From either shoulder of the backpack, a broken sputter of crackling flashes reached down toward the ground. They died out within three hundred meters. Riordan kept his groundward plunge between the two targeting vectors, caught a fleeting whiff of ozone: the remains of the air vaporized by his own lasers. Caine wrapped his hands more tightly around the handgrips, forced himself to watch the whole HUD at once.
Three kilometers to the right of the targeting sensors, a painfully bright orange glare flashed at him like a malevolent eye opening. “Power spike–” began the command circlet.
“Terminate active sensors!” Riordan yanked the grav unit’s handgrips to the left, felt his organs crush sideways as both the HUD and the circlet’s voice finished telling him what he already knew: the energy spike was consistent with a railgun discharge. “Incoming!” he shouted at Alnduul. The Dornaani was already arcing away in the opposite direction.
Riordan’s own tight turn reached ninety degrees. The tapering base of the floating butte loomed in front of him, less than six kilometers away. He aimed his outstretched arms at it, pulling out of the turn as he called for maximum acceleration–
Two bolts of fire ripped through the air less than a hundred meters behind, double thunder crashes and shock waves tumbling him. “Straighten and resume course,” Riordan ordered both mentally and aloud, even as the grav thrusters whined and rattled in an automated attempt to do just that. The unit lurched, spun, adjusted, shot further away from the ground. Riordan vomited as he soared upward into the shadow of the floating butte.
Down below, two more jets of fire–the atmospheric combustion tracks left behind by railgun-launched hypersonic warheads– reached up toward him . . . and then ended in twin explosions, a kilometer beneath his feet.
Alnduul had moved so that, like Caine, the floating pylon of rock was now between him and the ground battery. “Caine Riordan, are you injured?”
Caine’s guts felt as if they had been spun in a centrifuge. “Don’t know.
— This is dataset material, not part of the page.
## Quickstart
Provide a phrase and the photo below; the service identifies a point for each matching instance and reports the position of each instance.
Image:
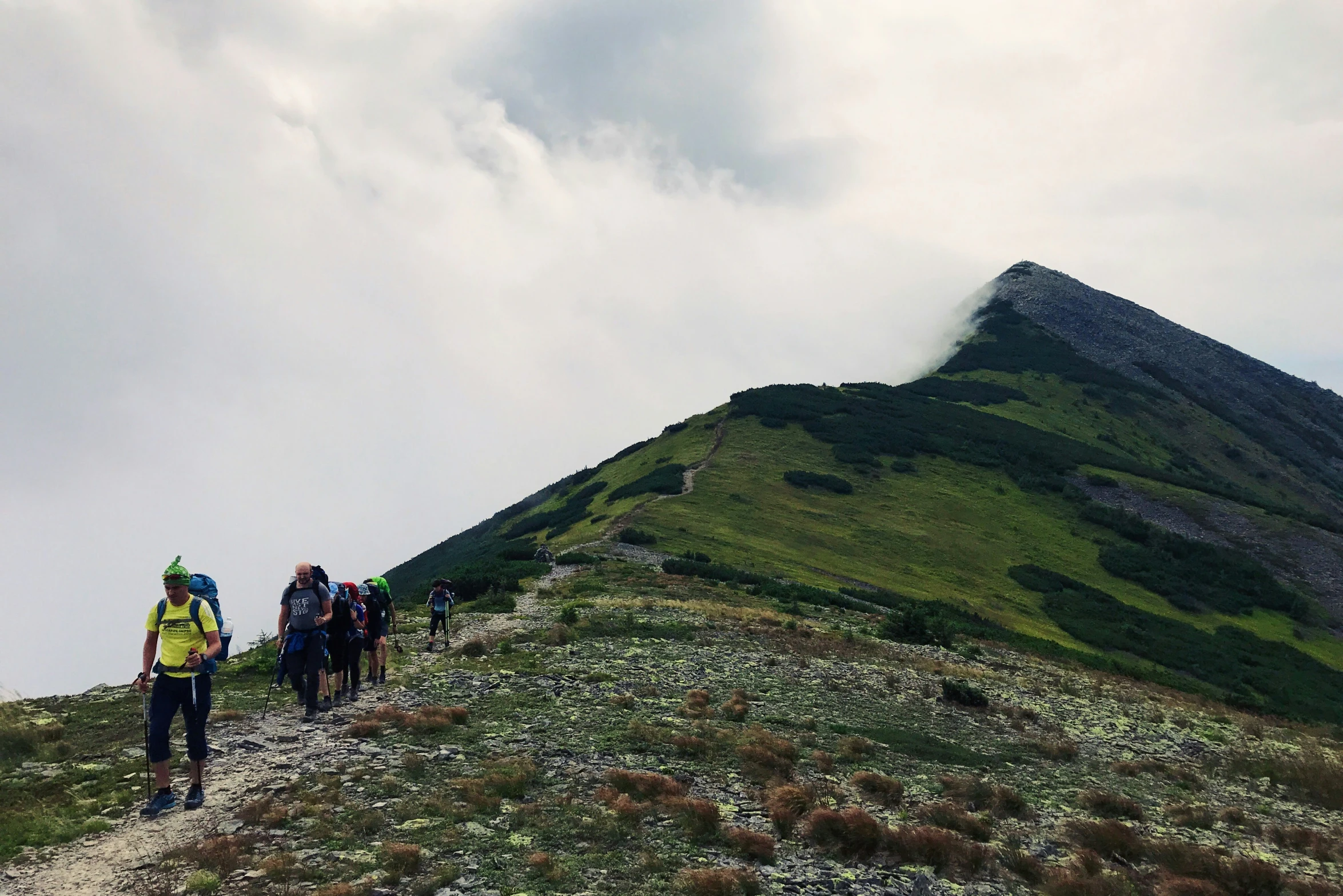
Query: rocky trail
(250, 757)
Don’t think so.” To the unit: “Climb, remaining behind shielding face of floating rock. Move to position two hundred meters above center of the rock and hold relative position.”
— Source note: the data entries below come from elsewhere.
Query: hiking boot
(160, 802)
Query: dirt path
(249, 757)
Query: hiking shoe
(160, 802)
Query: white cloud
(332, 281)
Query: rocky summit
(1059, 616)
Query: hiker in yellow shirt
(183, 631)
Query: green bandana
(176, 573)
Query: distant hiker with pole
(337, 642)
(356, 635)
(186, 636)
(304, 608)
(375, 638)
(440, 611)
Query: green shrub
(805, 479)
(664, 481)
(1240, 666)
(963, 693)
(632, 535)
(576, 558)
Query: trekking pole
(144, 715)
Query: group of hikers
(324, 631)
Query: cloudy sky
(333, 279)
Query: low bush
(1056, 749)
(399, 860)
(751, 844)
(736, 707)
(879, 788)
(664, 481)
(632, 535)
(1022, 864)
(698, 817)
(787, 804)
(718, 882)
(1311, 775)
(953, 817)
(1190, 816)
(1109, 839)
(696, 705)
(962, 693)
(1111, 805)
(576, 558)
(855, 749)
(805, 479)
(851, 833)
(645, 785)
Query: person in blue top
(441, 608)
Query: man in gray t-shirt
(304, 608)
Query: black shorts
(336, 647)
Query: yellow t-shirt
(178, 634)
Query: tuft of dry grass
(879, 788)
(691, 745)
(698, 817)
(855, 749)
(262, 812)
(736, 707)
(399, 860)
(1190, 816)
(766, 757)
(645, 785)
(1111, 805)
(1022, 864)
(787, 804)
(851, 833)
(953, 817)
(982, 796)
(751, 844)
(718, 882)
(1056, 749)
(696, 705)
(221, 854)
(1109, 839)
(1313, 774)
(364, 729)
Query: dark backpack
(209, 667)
As the grav pack carried him to the designated spot, Alnduul’s voice reproved, “That maneuver was foolish, Caine Riordan. Brave, but foolish.”
“Was it?” Riordan grunted, a dull ache persisting in the vicinity of his liver. “You said this, uh, drift butte was a protected object. Seemed unlikely that your ground batteries would be authorized to conduct fire missions which might strike it.”
“Logical. Yet still, only a guess.”
Riordan rose up beyond the sharply cleaved sides of the floating spike, scanned its top; thorny black bushes and swards of red lichen rolled away toward sky-blue fronds waving in the high-altitude winds. “Sometimes, guesses are all we humans have to act upon,” he muttered.
To his right, Olsloov, half flying and half falling, eked its way over the stony lip of the topland, wobbled down toward the largest of the mirror-green ponds. On his left, Alnduul rose into view, accelerating after his stricken ship. “As your saying has it,” the Dornaani conceded, “there are the quick and the dead. But in the future, I exhort you to temper your adherence to that axiom.”
“By obeying another human axiom: ‘make haste slowly.'”
Ironically, that was the moment Alnduul doubled his speed to get ahead of the belly-falling Olsloov.